Brian agrees, tracing his finger along the roads and explaining that although he doesn’t think Lycra is for him, he still loves to cycle, and the area has the potential to be beautiful for cyclists.
“There are great cycle paths around QEIIMC, especially towards Stirling Highway and along Winthrop Avenue, and I think if there were more options for cyclists, there would be less traffic.”
As residents, Anna and Brian say they have no trouble finding their way about the surrounds of QEIIMC and within the Campus itself, but they add that, for some newcomers to the area, it might not be as easy.
“I would love to see more signage,” Anna says. Brian adds “More internal and external way-finding for patients and visitors would be good to help further remove the existing stress of traumatic times.”
They sit back and think of anything else they would like to add. Anna leans forward and places her hand over the entire map of QEIIMC.
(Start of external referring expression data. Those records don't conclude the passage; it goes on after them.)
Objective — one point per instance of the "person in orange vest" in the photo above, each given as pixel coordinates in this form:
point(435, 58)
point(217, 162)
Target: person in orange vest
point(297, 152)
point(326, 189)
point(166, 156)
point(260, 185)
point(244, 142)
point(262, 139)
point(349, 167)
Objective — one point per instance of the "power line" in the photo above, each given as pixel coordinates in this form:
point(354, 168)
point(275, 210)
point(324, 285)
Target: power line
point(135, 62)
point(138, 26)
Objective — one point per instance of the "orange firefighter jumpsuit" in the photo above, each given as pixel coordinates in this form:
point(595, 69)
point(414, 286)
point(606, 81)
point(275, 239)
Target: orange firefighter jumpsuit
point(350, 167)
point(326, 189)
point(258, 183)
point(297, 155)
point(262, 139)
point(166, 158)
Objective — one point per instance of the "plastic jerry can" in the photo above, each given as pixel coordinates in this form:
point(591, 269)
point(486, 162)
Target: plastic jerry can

“QEIIMC is in a perfect position to be the community friendly hospital, the place that cares about you, the place to come if something has happened because you know they will support you.”
“We’re looking forward to the future of QEII,” Brian says, “This is a high-quality Medical Centre offering great services to Western Australians. That nexus between different areas on campus working collectively towards better, more innovative solutions for healthcare is exciting.”